Just a few thoughts on America’s Next Top Model – which starts tonight – which I continue to watch though almost everything about it drives me as insane as Tyra actually is. I watch it to see what they do for the photo shoots and what the pictures end up looking like. And the runway stuff is pretty cool. But that’s really it.

Some observations:
• I am fairly sure Tyra only picks people that are HUMONGOUS fans of hers. That’s the only way she can get every contestant to scream and act like an idiot every time she comes in the room.
• Why must she talk in an accent at some point every season? She’s not good at them.
• I know at the end of this episode she’ll tell them the prizes, and introduce the judges – which she will do THE ENTIRE SEASON. Why? We know already.
• Why are they called cycles and not seasons like every other TV show? Oh, ’cause Tyra’s ridiculous.
• What made Ms. J qualified to judge and teach runway walks?
• Why do they find some of the dumbest, craziest girls to be in this competition? Oh, ’cause it makes good TV.

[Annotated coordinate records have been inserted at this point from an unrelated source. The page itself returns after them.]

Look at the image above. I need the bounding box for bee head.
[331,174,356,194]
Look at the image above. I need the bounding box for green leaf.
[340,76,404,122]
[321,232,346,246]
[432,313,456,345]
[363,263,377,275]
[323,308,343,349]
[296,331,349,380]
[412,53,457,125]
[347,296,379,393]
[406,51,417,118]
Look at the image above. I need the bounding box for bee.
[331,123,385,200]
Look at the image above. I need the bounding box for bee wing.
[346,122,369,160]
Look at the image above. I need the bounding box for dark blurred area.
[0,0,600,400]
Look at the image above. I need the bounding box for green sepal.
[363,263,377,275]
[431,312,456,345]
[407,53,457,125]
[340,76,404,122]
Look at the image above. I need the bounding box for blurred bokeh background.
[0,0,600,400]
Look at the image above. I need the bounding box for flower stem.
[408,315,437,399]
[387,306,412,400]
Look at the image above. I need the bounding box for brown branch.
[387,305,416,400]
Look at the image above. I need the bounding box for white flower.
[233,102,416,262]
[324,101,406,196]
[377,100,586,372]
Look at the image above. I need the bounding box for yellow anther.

They’ll probably not pick my favorite to be the winner. That’s how it was last season. I hate last SEASON’S winner..she annoyed the crap out of me. Whitney was good. but McKey was horrible.

And why do I watch? I don’t know. But I can’t look away. At least I can mute it every time Tyra talks. 🙂

The Real World is not real.

For some strange reason I keep subjecting myself to the RIDICULOUSNESS that is MTV’s The Real World.

Why, you ask? Maybe because it makes me feel better about myself. I am thankful that neither I nor anyone else in my life are that crazy. Where do they find these people? They’ve all got some sort of issue, are borderline alcoholics and sleep around way way way too much. They think being fired and sent home from the show is some crazy thing, when really, how hard is it to do an awesome job (because they only pick kickass things for the roommates to do, another way the show is not real life), every day when the only other thing you have to worry about is how much rum you’re gonna drink in your FREE AMAZING HOUSE.

Here’s just a few reasons why it’s not real.
• No one lives in houses that nice for free without having to do anything at all to earn it….
• If seven people lived together in real life, there’s less of a chance they’d all be that effing insane.
• In real life, YOU HAVE TO PAY FOR THINGS, you don’t just get them for free.

And finally, this may be the most important one – because I know it’s the one that frustrates me the most – in real life, people don’t say the phrase THREW ME UNDER THE BUS that often. In fact, besides on reality television, I’ve never heard that phrase in my day-to-day life.

Oh MTV, remember when you played videos?